Polanski denies us any satisfaction of any revelation regarding why Carole’s mental stability is unhinged. At the end we are just left with the camera focusing on photography of Carole as a young girl just starring at her farther. Which suggest that her madness comes from something that happened to her in her childhood. Perhaps buried forever never to be fully explained. The photo can be interpreted as evidence that Carole was sexually abused by her father at a young age. This explains why her behaviour towards men is cold and distant. Polanski has denied this in interviews, stating that “he merely wanted to show that Carol had been disturbed from a very early age, without offering an exact explanation” (Blodrowski, 2009)

Fig.5 Repulsion Film Still

We never find out why Carol is the way she is and certainly by the end of the film we know what it feels like to be her.  The camera is used to shows her emotions with long and slow shots. Which follow her eye line when something horrible is happening allowing the experience of what she is going through.  But throughout the film there are several shots that have you jumping especially when the walls crack unexpectedly.  
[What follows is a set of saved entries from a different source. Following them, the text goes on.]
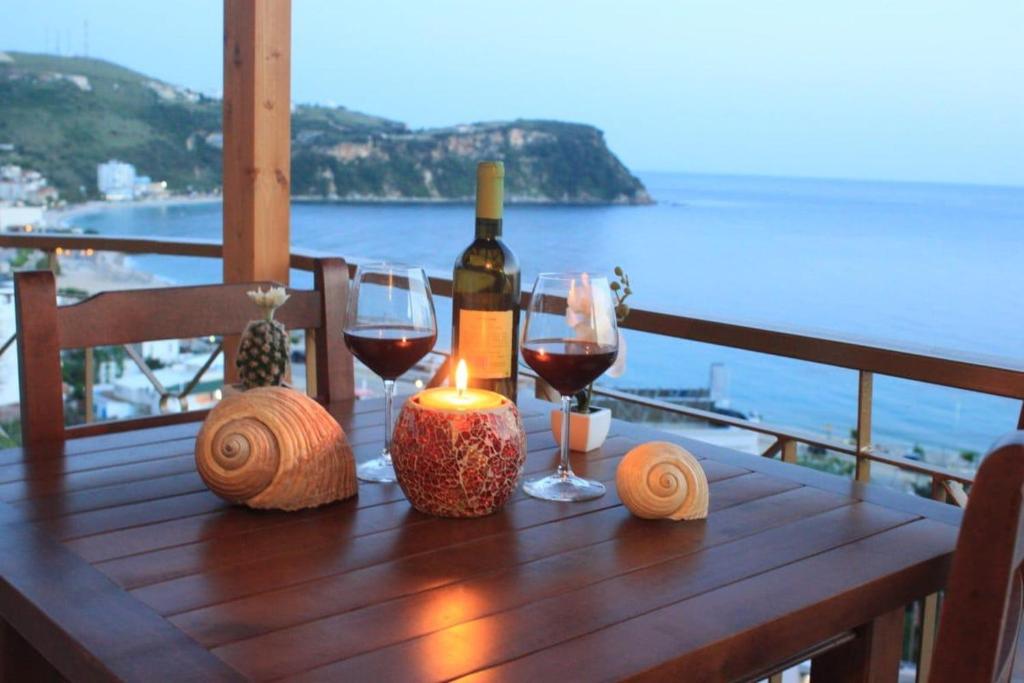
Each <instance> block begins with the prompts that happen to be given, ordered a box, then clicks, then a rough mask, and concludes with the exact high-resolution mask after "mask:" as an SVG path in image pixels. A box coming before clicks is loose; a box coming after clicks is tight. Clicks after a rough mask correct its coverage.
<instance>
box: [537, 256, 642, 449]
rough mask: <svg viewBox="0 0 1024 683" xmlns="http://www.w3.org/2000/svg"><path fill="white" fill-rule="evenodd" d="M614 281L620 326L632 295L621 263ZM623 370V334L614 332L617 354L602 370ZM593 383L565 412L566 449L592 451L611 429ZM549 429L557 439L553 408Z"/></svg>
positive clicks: (626, 317) (583, 392)
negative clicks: (598, 404) (615, 341)
mask: <svg viewBox="0 0 1024 683" xmlns="http://www.w3.org/2000/svg"><path fill="white" fill-rule="evenodd" d="M614 273H615V278H616V280H615V281H612V282H611V283H610V284H609V285H608V287H609V288H610V289H611V294H612V296H614V297H615V318H616V321H617V323H618V325H622V324H623V323H624V322H625V321H626V318H627V317H628V316H629V314H630V306H629V304H628V303H626V300H627V299H629V298H630V296H632V295H633V290H632V289H631V287H630V276H629V275H628V274H627V273H626V272H625V271H624V270H623V268H622V267H621V266H615V270H614ZM625 373H626V337H625V335H623V332H622V330H620V331H618V355H617V356H616V357H615V362H614V364H613V365H612V366H611V368H609V369H608V371H607V372H606V373H605V375H607V376H608V377H622V376H623V375H624V374H625ZM593 398H594V385H593V383H592V384H591V385H590V386H588V387H587V388H586V389H584V390H583V391H581V392H580V393H578V394H577V395H575V404H574V405H573V407H572V412H571V413H570V414H569V449H570V450H572V451H581V452H587V451H593V450H595V449H599V447H601V445H603V444H604V440H605V439H606V438H607V437H608V430H609V429H610V428H611V410H610V409H607V408H599V407H596V405H594V404H593ZM551 432H552V434H554V436H555V442H556V443H560V442H561V436H562V413H561V411H560V410H558V409H555V410H552V411H551Z"/></svg>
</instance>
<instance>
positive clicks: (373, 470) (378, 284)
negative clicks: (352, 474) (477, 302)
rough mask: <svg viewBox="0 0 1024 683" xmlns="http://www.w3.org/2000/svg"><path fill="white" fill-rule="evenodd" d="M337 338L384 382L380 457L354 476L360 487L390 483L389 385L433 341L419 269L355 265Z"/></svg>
mask: <svg viewBox="0 0 1024 683" xmlns="http://www.w3.org/2000/svg"><path fill="white" fill-rule="evenodd" d="M343 332H344V335H345V344H346V345H347V346H348V349H349V350H350V351H351V352H352V355H354V356H355V357H356V358H358V359H359V360H361V361H362V362H364V364H365V365H366V366H367V367H368V368H370V370H372V371H374V372H375V373H376V374H377V375H378V376H380V378H381V379H382V380H384V447H383V449H382V450H381V454H380V457H378V458H374V459H373V460H369V461H367V462H365V463H360V464H359V466H358V467H356V468H355V474H356V476H358V477H359V478H360V479H362V480H364V481H380V482H387V481H396V480H397V477H395V474H394V467H393V466H392V465H391V412H392V405H393V404H394V382H395V380H397V379H398V378H399V377H400V376H401V375H402V374H403V373H404V372H407V371H408V370H409V369H410V368H412V367H413V366H415V365H416V362H417V361H418V360H419V359H420V358H422V357H423V356H424V355H426V354H427V353H428V352H429V351H430V349H432V348H433V346H434V341H436V339H437V317H436V315H435V314H434V302H433V299H432V297H431V296H430V282H429V281H428V280H427V275H426V273H425V272H424V271H423V268H419V267H411V266H408V265H399V264H395V263H369V264H364V265H360V266H359V267H358V268H357V269H356V271H355V278H354V279H353V282H352V290H351V292H349V295H348V309H347V311H346V312H345V329H344V331H343Z"/></svg>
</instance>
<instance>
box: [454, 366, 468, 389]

Polanski's Repulsion shows us how to give the audience a sense of what it is like to lose your sanity.

List of Illustrations
Figure 2 - Repulsion (1964) Repulsion Film Poster. http://vision.butanpressfight.com/?p=bfrjodyiumyoelm&paged=8 (Accessed on 11/10/2010)
Figure 3 - Repulsion (1964) Repulsion Film Poster. http://www.criterion.com/current/posts/1207-repulsion-eye-of-the-storm (Accessed on 11/10/2010)
Figure 4- Repulsion (1964) Repulsion Film Poster. http://mikedempsey.typepad.com/graphic_journey_blog/photographyfilm/ (Accessed on 11/10/2010)
Figure 5 - Repulsion (1964) Repulsion Film Poster. http://samonta.tumblr.com/ (Accessed on 11/10/2010)

Bibliography
Meyncke, Amanda Mae. (2009) DVD Review: Repulsion is Anything but Repulsive -- Criterion Collection. http://www.film.com/movies/repulsion/story/dvd-review-repulsion-anything-repulsive/29337819 (Accessed on 09/12/2010)
Biodrowski, Steve. (2009) Repulsion (1965) – Horror Film Review. http://cinefantastiqueonline.com/2009/07/repulsion-1965-horror-film-review/ (Accessed on 09/12/2010)

1 comment:

  1. Nice review, Sasha - and all the Harvard/bibliography stuff is present and correct - excellent! :D Just watch your spelling and typos etc. I know it's really, really, really boring of me to pick you up on it, but other people will as well...

    so, for instance...

    'Each film explorers a apartments space in different ways.'

    should read:

    Each film explores an apartment's space in different ways.